Some, but not all miR profiling studies, have reported that miR-133a is downregulated in murine cardiac hypertrophy 9–12, 27. Absence of uniformity in these results may derive from different experimental models and miR-133a assays. Therefore, we measured miR-133a by RT-qPCR in four forms of murine hypertrophy matched for age and genetic background. Compared to non-transgenic (ntg) mice, myocardial miR-133a levels decreased by 50% one week after surgical transverse aortic coarctation (TAC), but returned to normal by three weeks (Figure 1a, left panel). miR-133a levels also decreased with continuous isoproterenol infusion (Figure 1a, middle panel), but not in genetic hypertrophies caused by cardiomyocyte expression of constitutively activated phosphatidyl-inositol-3-kinase (caPI3K) 28 or Gαq 29 (Figure 1a, right panel). Indeed, distinct regulation of miRs in PI3K and Gαq hypertrophy was the rule (Figure 1b and Supplemental Table S1). Gαq overexpressing and TAC hearts shared ~40% of their regulated mRNAs, revealing similar “pathological” transcriptional profiles, whereas caPI3K was more like ntg (Figures 1c and 1d). These and prior findings 10 suggest that miR-133a downregulation is a transient response to reactive hypertrophy; experimental manipulation of miR-133a may therefore best be evaluated after a temporally-defined hypertrophic stimulus.

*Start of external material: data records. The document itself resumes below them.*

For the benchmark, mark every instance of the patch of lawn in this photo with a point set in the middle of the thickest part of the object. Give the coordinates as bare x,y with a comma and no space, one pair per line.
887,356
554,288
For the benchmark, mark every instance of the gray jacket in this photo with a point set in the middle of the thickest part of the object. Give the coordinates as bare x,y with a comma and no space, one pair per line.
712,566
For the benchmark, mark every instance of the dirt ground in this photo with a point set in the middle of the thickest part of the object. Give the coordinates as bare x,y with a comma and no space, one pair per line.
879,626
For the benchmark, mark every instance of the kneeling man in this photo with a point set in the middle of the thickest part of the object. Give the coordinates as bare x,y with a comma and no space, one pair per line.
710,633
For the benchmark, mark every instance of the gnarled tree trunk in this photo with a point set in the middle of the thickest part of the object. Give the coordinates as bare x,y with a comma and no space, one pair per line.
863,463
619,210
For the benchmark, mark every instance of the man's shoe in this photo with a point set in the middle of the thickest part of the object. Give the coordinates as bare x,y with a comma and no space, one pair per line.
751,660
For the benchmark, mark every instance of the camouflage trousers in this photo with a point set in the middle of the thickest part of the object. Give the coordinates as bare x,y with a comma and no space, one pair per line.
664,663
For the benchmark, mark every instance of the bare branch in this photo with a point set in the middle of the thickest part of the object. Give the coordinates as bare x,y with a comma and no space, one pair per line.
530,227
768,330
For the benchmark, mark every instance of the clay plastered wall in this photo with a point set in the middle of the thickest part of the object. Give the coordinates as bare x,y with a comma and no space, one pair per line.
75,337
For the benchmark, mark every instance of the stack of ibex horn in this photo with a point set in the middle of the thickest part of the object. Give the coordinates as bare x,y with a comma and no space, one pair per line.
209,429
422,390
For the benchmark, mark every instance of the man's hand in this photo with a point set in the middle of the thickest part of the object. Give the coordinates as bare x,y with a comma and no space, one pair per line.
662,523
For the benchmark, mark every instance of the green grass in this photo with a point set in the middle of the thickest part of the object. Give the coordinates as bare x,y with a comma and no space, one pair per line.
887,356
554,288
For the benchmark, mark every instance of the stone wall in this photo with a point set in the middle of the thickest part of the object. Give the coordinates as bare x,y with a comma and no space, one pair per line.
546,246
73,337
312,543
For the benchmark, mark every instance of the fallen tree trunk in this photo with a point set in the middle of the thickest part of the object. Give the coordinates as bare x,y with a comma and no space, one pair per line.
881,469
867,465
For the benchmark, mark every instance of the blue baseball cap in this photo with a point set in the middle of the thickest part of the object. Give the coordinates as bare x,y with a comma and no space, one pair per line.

A goal of the current studies was to evaluate whether downregulation of miR-133a after TAC contributes to pathological aspects of pressure overload hypertrophy 16, 21. We used the MYH6 (αMHC) promoter to drive expression of a 735 bp genomic precursor of miR-133a-114 (Figure 2a). Northern blotting and reverse transcription-polymerase chain reaction (RT-PCR) showed abundant expression of the transgenic miR-133a genomic precursor (Figure 2b). As these two assays examine expression of the miR-133a transgene, we performed RT-qPCR of the mature 21 base miR-133a to determine that the level of overexpression was ~13-fold ntg (Figure 2c).
Reported functions of miR-133a include controlling embryonic cardiac growth and development 15. However, with postnatal overexpression, heart size and weight, echocardiographic left ventricular mass, and cardiomyocyte cross sectional area (CSA) were normal (Figure 2d and white bars in Figure 3a). Myocardial histology (not shown) and cardiac function were normal in αMHC-miR-133a mice, assessed as echocardiographic fractional shortening (64+/−1% vs 62+/−1% ntg, n=8 pairs), and by invasive hemodynamics (Figure 2e). Thus, increasing miR-133a in postnatal mouse hearts did not alter normal cardiac growth.
Another reported function for miR-133a is regulation of ion channels related to electrocardiographic (ECG) QT prolongation 19, 20. We compared signal-averaged ECGs in ntg and αMHC-miR-133a mice. Heart rate, P wave duration, PR interval, or QRS duration were normal (Table 1), but QT duration corrected for heart rate (QTc) was significantly increased in αMHC-miR-133a hearts (Table 1, Figure 2f). Accordingly, our subsequent studies in TAC hypertrophy included a careful analysis of cardiac repolarizing channels (see below).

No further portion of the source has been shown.